Numa das andanças pela fazenda da cidade, quando eu devia ter uns 6 anos, Papai mostrou-me, com visível encantamento, uma cena que nunca esqueci nem vi de novo: veados comendo sal no cocho, junto com o gado, num pasto cercado de mato. (Papai gostava de animais e aves vivendo em liberdade e a salvo de caçadores). Outra cena que ficou: Papai salvando rezes envenenadas por ervas, num pasto cheio de samambaias. As rezes estavam estendidas no chão, com o ventre enorme. Papai furou-lhe os vazios com um canivete e meteu ali um canudinho da planta mais â mão (o gás produzido pela planta tóxica vazou pelo canudinho, desinflamando a barriga das rezes e empestando o ar com o seu cheiro forte).

Papai era um homem educado. Mais que isso: era uma pessoa cordial. Nem de brincadeira ofendia os outros.

Era gentil com todos. Na farmácia ou na fazenda tratava os funcionários com imutável cordialidade e consideração. Nunca o vi gritando com ninguém. Nem mesmo elevando a voz. Era sempre discreto e polido. Certa vez, quando fomos para a fazenda a cavalo, cruzamos, na estrada de suas terras, com um homem levando um rolo de arame na cabeça. Cumprimentou-o com um sorriso e um comentário − “levando um aramezinho aí, hein companheiro”. O arame era furtado das cercas da fazenda. E ele sabia. Também nunca zangou com os pobres que iam tirar lenha em suas terras. Embora lhe doesse ver as árvores cortadas à volta do tronco por muito deles, para que secassem, depois, por inanição.

Como farmacêutico familiarizado com uma série de doenças comuns e seu combate, ajudou muita gente, indicando o tratamento (à maneira dos farmacêuticos antigos), ou recomendando o médico quando isso se fazia necessário. Para gente sem recursos, muitas vezes dava também o remédio.

Ele era um bom homem e por muito tempo será lembrado por isso. Em janeiro último eu estava à porta de casa com Mamãe, quando uma mulher mal vestida e descalça se aproximou e disse: “Boa noite, D. Fia.

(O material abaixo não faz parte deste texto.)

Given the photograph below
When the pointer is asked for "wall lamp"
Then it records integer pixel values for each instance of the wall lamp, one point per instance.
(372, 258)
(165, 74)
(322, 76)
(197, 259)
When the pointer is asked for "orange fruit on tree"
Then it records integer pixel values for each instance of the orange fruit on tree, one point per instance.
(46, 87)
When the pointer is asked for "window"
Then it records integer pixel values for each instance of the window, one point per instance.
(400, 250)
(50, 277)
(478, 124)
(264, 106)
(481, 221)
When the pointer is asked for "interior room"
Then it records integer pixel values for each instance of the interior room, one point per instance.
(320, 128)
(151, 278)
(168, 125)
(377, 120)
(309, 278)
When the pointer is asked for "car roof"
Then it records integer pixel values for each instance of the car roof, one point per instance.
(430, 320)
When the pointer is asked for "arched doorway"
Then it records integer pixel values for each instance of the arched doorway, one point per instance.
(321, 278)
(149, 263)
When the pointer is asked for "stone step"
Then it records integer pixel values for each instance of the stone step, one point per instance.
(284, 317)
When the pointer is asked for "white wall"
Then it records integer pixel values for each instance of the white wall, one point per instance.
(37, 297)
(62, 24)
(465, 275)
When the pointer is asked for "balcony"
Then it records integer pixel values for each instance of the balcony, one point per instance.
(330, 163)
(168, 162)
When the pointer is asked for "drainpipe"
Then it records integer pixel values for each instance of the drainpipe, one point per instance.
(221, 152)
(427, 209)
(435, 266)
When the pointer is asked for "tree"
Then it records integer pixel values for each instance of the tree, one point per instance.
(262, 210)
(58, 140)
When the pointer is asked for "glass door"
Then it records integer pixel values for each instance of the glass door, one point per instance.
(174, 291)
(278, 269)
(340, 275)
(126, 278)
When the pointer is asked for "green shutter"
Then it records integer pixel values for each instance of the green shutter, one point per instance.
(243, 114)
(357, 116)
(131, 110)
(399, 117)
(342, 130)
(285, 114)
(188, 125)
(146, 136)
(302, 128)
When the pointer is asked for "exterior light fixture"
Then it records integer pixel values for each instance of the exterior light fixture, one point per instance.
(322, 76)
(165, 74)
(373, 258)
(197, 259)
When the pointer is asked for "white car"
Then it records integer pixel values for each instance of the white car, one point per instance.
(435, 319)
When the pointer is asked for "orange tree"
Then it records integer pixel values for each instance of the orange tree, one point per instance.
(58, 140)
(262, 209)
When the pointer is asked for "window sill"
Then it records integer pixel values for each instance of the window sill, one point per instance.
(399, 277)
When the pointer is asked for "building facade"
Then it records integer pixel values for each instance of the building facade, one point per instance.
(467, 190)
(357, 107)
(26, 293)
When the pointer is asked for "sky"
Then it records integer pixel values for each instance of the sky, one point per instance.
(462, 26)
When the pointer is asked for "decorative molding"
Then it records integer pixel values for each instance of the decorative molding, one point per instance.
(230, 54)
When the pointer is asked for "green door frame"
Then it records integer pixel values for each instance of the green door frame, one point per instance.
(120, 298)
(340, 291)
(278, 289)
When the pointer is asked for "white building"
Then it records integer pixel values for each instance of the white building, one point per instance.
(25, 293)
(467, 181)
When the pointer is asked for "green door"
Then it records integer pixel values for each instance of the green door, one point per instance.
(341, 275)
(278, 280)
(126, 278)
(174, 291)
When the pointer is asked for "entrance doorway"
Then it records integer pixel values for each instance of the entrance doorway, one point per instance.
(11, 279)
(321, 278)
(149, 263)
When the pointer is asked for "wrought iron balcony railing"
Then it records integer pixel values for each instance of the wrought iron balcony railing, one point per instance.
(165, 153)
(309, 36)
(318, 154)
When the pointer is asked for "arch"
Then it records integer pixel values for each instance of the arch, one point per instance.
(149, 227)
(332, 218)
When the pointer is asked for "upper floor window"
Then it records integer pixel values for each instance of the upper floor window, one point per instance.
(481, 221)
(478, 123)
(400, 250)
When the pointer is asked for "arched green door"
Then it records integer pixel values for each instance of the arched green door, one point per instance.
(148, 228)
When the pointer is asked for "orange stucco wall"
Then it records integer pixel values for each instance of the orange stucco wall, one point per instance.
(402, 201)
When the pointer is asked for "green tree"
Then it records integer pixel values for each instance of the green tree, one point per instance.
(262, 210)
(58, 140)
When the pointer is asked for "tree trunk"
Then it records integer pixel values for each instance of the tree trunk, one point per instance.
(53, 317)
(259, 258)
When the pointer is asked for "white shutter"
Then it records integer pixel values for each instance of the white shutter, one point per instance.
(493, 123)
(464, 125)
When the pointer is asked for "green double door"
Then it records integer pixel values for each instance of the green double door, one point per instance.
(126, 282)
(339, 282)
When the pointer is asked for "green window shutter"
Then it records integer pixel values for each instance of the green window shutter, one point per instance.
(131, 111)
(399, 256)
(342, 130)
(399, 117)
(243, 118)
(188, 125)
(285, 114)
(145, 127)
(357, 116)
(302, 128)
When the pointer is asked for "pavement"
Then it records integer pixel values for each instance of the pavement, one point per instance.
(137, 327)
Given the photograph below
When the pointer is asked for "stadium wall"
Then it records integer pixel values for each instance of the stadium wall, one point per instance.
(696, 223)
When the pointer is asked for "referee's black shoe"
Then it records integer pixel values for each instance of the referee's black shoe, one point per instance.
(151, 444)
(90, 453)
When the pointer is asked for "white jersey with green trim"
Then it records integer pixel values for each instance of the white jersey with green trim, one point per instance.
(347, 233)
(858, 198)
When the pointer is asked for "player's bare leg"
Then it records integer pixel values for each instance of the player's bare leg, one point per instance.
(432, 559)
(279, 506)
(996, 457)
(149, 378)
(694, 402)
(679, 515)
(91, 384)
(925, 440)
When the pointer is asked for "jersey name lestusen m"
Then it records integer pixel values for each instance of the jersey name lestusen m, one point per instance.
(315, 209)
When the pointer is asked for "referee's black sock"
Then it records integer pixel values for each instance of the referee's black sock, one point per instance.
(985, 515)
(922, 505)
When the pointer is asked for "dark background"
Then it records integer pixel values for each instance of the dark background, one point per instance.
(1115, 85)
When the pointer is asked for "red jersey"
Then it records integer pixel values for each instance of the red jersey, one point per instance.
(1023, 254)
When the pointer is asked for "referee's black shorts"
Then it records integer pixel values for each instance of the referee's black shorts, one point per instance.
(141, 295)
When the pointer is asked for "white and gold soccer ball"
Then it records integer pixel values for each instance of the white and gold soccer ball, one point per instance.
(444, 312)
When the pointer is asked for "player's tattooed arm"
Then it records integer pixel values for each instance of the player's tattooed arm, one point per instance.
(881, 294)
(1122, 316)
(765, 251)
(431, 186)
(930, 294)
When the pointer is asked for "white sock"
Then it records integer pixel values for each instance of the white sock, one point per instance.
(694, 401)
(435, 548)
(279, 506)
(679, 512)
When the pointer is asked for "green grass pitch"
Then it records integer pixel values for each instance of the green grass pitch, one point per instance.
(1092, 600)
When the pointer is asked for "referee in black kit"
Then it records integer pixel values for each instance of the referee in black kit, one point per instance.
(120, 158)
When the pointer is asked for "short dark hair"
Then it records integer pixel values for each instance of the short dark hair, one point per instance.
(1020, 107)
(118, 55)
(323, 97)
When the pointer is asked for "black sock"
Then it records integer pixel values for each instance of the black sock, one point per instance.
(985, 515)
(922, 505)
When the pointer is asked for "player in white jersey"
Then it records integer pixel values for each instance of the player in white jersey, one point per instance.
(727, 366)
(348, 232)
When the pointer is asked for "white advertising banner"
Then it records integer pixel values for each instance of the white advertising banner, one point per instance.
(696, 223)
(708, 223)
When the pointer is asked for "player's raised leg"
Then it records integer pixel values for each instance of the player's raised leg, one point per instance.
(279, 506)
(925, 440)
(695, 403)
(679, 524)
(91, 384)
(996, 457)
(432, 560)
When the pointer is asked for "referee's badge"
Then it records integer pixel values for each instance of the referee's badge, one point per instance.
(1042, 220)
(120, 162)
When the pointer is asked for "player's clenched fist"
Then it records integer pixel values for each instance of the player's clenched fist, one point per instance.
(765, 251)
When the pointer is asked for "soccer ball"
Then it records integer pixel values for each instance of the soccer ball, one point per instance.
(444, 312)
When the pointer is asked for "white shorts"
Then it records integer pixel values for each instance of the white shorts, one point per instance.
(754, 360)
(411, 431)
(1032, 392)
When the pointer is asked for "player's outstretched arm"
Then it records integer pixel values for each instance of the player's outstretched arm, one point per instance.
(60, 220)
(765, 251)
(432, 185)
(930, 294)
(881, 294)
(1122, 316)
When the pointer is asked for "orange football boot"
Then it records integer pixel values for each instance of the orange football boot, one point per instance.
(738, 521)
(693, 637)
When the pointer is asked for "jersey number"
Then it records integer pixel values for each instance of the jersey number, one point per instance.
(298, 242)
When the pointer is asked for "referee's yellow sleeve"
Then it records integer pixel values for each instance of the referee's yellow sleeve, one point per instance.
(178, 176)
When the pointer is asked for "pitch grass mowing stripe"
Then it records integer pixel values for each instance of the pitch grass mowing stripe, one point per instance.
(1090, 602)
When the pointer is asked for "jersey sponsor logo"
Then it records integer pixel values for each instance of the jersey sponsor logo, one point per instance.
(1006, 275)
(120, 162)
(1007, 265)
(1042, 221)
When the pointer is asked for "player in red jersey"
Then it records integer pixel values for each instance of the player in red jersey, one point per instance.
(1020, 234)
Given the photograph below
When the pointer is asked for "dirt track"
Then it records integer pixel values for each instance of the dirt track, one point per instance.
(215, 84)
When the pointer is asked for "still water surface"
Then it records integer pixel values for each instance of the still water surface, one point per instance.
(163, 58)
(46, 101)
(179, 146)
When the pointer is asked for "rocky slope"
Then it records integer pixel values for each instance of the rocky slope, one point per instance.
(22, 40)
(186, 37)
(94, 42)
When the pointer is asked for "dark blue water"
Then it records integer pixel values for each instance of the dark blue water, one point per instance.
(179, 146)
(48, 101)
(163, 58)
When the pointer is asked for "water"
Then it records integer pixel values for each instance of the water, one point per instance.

E Seu Tião, como é que está passando?”. Perguntei a Mamãe quem era essa mulher. Ela respondeu: “Não sei, Oswaldo. Gente humilde, que nunca vi, está sempre perguntando por seu pai, com um interesse que me comove”.

Pois a mim comovia também a dedicação de Mamãe por Papai nos últimos anos, apenas um morto-vivo, que nem remotamente fazia lembrar aquele homem apressado, simpático, discretamente alegre e cheio de vitalidade de outros tempos. E que não acenava sequer com a esperança de uma melhora − esse consolo dos enfermos. Sua doença era sabidamente irreversível. Pois Mamãe nunca se queixava da sorte e parecia até contente em poder cuidar de quem nem mesmo pertencia de todo ao mundo dos vivos (no que teve a inestimável ajuda do enfermeiro Geraldo e outras pessoas amigas). Portanto de alguém que jamais poderia retribuir-lhe os cuidados ou mesmo reconhecê-los.

Se ao meu pai faltassem outras realizações (que graças a Deus não faltaram) sempre lhe restaria o consolo de ter tido uma companheira de verdade, invariavelmente solidária nos momentos felizes ou nas horas amargas.  Ela foi sempre a boa mulher  de um homem bom.

* Fonte: Texto publicado na edição de 11 de julho de 1974 do jornal Folha Diocesana, do arquivo do Laboratório de Ensino, Pesquisa e Extensão de História (LEPEH) do Unipam.

* Foto: Do Livro “Oswaldo Amorim − Queixa ao Bispo”, de Oswaldo Guimarães Amorim.